Softskills: Geduld, Skepsis und Selbstbewusstsein
Bestimmte Fähigkeiten und Charaktereigenschaften sind zwingend notwendig, wenn man als forensischer Psychiater erfolgreich sein will. Geduld und Offenheit gegenüber den Angeklagten und ihren Motiven sind sehr wichtig, um den Taten tatsächlich auf den Grund zu gehen. Eine gesunde Skepsis darf dabei aber niemals fehlen. Es gibt immer wieder Täter, die auf eine verminderte Schuldfähigkeit spekulieren, um das Strafmaß zu mildern. Als forensischer Psychiater bestimmt man das Schicksal des Angeklagten in hohem Maße mit. Dieser Verantwortung sollte man sich stets bewusst sein. Gleichzeitig betreffen manche Gutachten auch die öffentliche Sicherheit, wenn es um gewalttätige Straftäter und deren Entlassungsprognosen geht. Mit diesem Druck muss man als forensischer Psychiater umgehen können.
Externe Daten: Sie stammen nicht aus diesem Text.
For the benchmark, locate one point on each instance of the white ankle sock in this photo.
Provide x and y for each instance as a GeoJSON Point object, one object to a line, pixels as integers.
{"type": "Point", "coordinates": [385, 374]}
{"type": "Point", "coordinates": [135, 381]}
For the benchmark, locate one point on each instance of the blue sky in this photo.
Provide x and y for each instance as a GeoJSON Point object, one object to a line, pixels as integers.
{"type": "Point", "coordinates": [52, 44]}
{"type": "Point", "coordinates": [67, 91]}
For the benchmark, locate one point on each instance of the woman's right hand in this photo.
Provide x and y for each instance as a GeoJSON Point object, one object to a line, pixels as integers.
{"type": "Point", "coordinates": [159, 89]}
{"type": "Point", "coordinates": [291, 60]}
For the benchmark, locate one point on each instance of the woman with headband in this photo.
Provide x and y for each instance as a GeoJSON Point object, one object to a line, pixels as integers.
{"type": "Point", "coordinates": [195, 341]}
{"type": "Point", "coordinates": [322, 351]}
Ein souveränes Auftreten ist essentiell, wenn es darum geht, das eigene Gutachten glaubhaft und argumentativ vor Gericht mit zum Teil fachfremdem Publikum zu präsentieren. Dann ist eine gute Portion Selbstbewusstsein notwendig, um sich von angriffslustigen Anwälten nicht einschüchtern zu lassen. Last but not least sollten forensische Psychiater trotz der intensiven Gespräche immer eine professionelle Distanz zu den Angeklagten wahren, um sich nicht unbewusst beeinflussen zu lassen.
Was verdient ein forensischer Psychiater
Das Gehalt richtet sich nach dem Verdienst als Facharzt für Psychiatrie. Abhängig von der Art der Stelle kann bereits das Einstiegsgehalt recht hoch sein und mit der Anzahl der zu erstellenden Gutachten weiter steigen. Als Facharzt bekommt ein forensischer Psychiater monatlich mindestens 3000 Euro brutto. Die Spanne nach oben ist offen, allerdings verdienen die meisten zwischen 2500 und 4000 Euro brutto. Im öffentlichen Dienst wird laut Tarifvertrag in der Entgeltgruppe 13 Stufe 3 gezahlt. Das bedeutet je nach Bundesland einen Verdienst um die 3900 Euro brutto. Gutachten werden pro Stunde Arbeitszeit berechnet. Kleinere Gutachten beginnen bei 40 Euro pro Stunde. Mit zunehmender Berufserfahrung steigt auch der Stundensatz. Die Schwierigkeit besteht also darin, konstant Aufträge zu sichern, um dauerhaft beschäftigt zu sein.
Ein langer Weg: Erst Studium, dann Facharzt und Zusatzausbildung
Um als forensischer Psychiater zu arbeiten, braucht man einen langen Atem. Der Weg beginnt mit einem Medizinstudium und der anschließenden Facharztausbildung als Psychiater, Psychotherapeut oder Neurologe. Diese kann zwischen fünf und sechs Jahre dauern. Danach ist eine weitere zweijährige Zusatzausbildung in einer forensischen Klinik erforderlich. Für das ersehnte Zertifikat müssen 240 Stunden theoretische Ausbildung, 70 supervidierte Gutachten und ein Jahr praktische Fortbildung in einer Klinik des Maßregelvollzugs oder einer stationären Therapieeinrichtung absolviert werden. Erst dann darf man offiziell die Berufsbezeichnung forensischer Psychiater tragen.